I’ll admit: Resident Evil 2 was not my favorite. Growing up, I missed this one, with my lone experience coming from playing it on my PSPGo – often in short, frustrating bursts. My younger days saw a heavy dosage of RPGs, so the crazy camera angles, unintuitive controls, and the necessity of being frugal with your supplies put a damper on the experience. Still, the last decade has instilled in me a newfound love in Resident Evil, with Resident EVII being one of my favorite PS4 horror games on this console generation (perhaps one of my favorite horror games of all time). So I, too, joined the hype train for Resident Evil 2 Remake with the hopes that I would enjoy revisiting Raccoon City as Leon Kennedy and Claire Redfield.
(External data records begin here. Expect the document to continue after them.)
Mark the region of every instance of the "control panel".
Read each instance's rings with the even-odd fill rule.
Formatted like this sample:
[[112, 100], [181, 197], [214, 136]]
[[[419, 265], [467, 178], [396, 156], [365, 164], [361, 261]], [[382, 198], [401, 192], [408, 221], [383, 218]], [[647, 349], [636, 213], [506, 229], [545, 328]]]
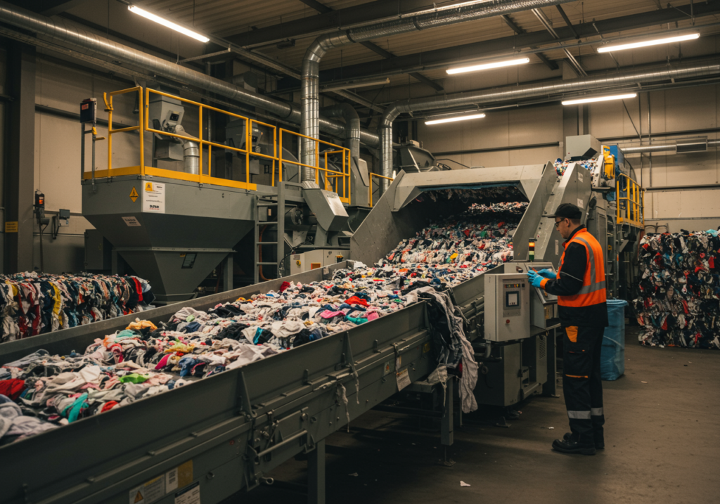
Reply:
[[485, 339], [509, 341], [530, 336], [530, 289], [524, 274], [486, 273]]
[[[552, 263], [549, 262], [512, 262], [506, 263], [505, 271], [507, 273], [526, 273], [530, 269], [536, 271], [541, 269], [549, 269], [556, 271]], [[557, 271], [556, 271], [557, 272]], [[544, 289], [530, 287], [531, 291], [535, 291], [530, 294], [530, 325], [533, 334], [544, 332], [557, 327], [557, 296], [549, 294]]]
I’ve now played through the game multiple times and am now working on earning S ratings on the campaigns. Needless to say, I’ve found much to love here. For starters, the entirety of the game is faithful to its origin source while injecting enough changes to keep the game creative and fresh. Things were scary; I actually jumped a few times. Lickers popped out of nowhere, and walking the halls where they lurked was dreadful – especially once Mr. X, who may be one of the goofiest and creepiest horror villains I’ve ever had to flee, showed up to wreak some havoc. Even the hunkering zombies provided a good jump scare every now and again, and the prospect of running through a thin hallway with the idea of preserving ammo a harrowing endeavor.
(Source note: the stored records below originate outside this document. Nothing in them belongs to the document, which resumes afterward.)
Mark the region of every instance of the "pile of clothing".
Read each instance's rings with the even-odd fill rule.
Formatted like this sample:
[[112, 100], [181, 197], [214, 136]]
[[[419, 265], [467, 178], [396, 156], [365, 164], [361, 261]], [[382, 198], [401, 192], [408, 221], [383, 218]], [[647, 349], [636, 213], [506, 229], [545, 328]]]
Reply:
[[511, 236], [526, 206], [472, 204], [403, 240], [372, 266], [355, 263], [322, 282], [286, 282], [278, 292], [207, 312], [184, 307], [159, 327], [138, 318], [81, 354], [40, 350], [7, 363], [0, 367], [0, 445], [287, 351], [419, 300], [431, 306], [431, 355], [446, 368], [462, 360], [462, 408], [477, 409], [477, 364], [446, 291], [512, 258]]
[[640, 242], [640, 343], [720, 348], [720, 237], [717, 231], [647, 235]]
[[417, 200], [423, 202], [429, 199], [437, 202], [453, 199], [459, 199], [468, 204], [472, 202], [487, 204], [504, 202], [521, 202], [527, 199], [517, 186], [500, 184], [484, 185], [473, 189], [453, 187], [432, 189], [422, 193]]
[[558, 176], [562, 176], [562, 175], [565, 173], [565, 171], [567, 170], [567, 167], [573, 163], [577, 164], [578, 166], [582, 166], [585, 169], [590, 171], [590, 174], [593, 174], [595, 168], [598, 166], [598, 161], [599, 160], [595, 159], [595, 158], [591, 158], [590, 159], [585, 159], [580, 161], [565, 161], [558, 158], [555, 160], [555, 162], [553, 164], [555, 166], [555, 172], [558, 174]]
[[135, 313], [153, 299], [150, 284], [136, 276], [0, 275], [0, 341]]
Gameplay is a modernized take on the original. Camera angles are fortunately no longer fixed, which eliminates the poor controls. Your characters can now move and shoot, albeit at a deliberate pace. You’re rewarded with tighter accuracy if you stand still, however, preserving some of the original gameplay. The biggest difference in gameplay, in my opinion, is that the camera is now swung over your character’s shoulder. Overall, the game holds onto its classic gameplay but fortifies it with updated modern controls.
Visually, Resident Evil 2 Remake is a gorgeous release. I played this one on the Xbox One X in 4K HDR, and it really shines. The RE Engine is a pretty impressive inhouse creation that has been pleasantly surprising since Resident EVII. The re-imagined world of Raccoon City, the RPD, sewers, and Nest are all shining examples of the feats of modern technology. If you run a side-by-side comparison of the original and remake, you’ll see the care that Capcom invested into recreating the world to reflect its original aesthetic while keeping it unique enough to stand on its own.
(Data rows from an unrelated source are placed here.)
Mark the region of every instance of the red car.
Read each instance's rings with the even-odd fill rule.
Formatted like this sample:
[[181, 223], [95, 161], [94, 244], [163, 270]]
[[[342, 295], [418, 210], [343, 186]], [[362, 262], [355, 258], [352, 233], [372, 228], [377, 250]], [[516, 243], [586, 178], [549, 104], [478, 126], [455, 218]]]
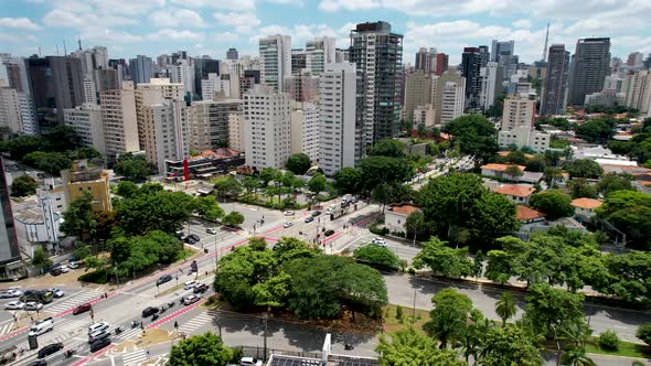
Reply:
[[93, 305], [89, 303], [81, 304], [77, 308], [75, 308], [75, 310], [73, 310], [73, 315], [85, 313], [90, 309], [93, 309]]

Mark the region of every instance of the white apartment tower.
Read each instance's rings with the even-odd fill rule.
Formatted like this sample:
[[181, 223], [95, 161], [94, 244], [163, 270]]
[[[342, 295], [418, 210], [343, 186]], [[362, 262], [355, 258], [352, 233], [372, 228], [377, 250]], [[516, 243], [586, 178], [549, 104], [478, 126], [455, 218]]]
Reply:
[[115, 160], [124, 152], [140, 151], [134, 82], [122, 82], [121, 89], [99, 93], [106, 158]]
[[83, 146], [95, 148], [100, 154], [106, 155], [102, 107], [84, 104], [75, 108], [66, 108], [63, 110], [63, 120], [77, 132]]
[[284, 92], [282, 82], [291, 75], [291, 36], [276, 34], [260, 39], [259, 52], [262, 83], [276, 92]]
[[246, 165], [284, 168], [290, 154], [291, 97], [256, 86], [244, 95]]
[[319, 168], [330, 176], [362, 158], [355, 155], [356, 90], [354, 64], [326, 65], [319, 83]]

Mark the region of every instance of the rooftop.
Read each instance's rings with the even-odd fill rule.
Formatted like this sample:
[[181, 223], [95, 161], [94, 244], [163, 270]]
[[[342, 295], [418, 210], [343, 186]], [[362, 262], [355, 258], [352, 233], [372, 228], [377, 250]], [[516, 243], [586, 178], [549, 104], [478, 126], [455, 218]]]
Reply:
[[578, 208], [586, 208], [586, 209], [593, 209], [593, 208], [597, 208], [599, 206], [601, 206], [604, 204], [604, 202], [599, 201], [599, 200], [593, 200], [593, 198], [576, 198], [574, 201], [572, 201], [572, 205]]
[[529, 197], [535, 192], [535, 189], [530, 185], [504, 184], [494, 192], [516, 197]]

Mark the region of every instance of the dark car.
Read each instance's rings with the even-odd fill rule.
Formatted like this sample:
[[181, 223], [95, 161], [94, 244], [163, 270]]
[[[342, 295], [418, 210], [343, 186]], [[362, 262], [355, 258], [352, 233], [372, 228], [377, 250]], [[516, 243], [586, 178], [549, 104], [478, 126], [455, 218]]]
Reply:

Finally, the sounds in Resident Evil 2 were pretty solid. I was definitely disappointed that Capcom chose to leave behind longtime voice actors (particularly Matthew Mercer), though the cast did a superb job nonetheless. Atmospheric tones and the murmurs of zombies echoed throughout the halls and built a tense experience. Add in the clattering of zombie dogs and growls of lickers, and you’re white knuckling your controller. For me, though, the eerie sounds that accompanied Tyrant felt so unnerving and left a lasting impression. Overall, the sound direction nailed this one.
If you have somehow sat the fence and waited to pick this one up, I highly recommend it. Whether your new to Resident Evil 2 or a longtime fan, you’ll find yourself engrossed in this fight for survival. The difficulty progresses along at a near immaculate rate, and the multiple playthroughs each add more to the overall story. Once you’ve unlocked the ‘true ending’, you’ll find yourself privy to even more content, and Capcom has already promised some free DLC, too. It’s only February (January when it launched), but this could hold water in a potential Game of the Year debate.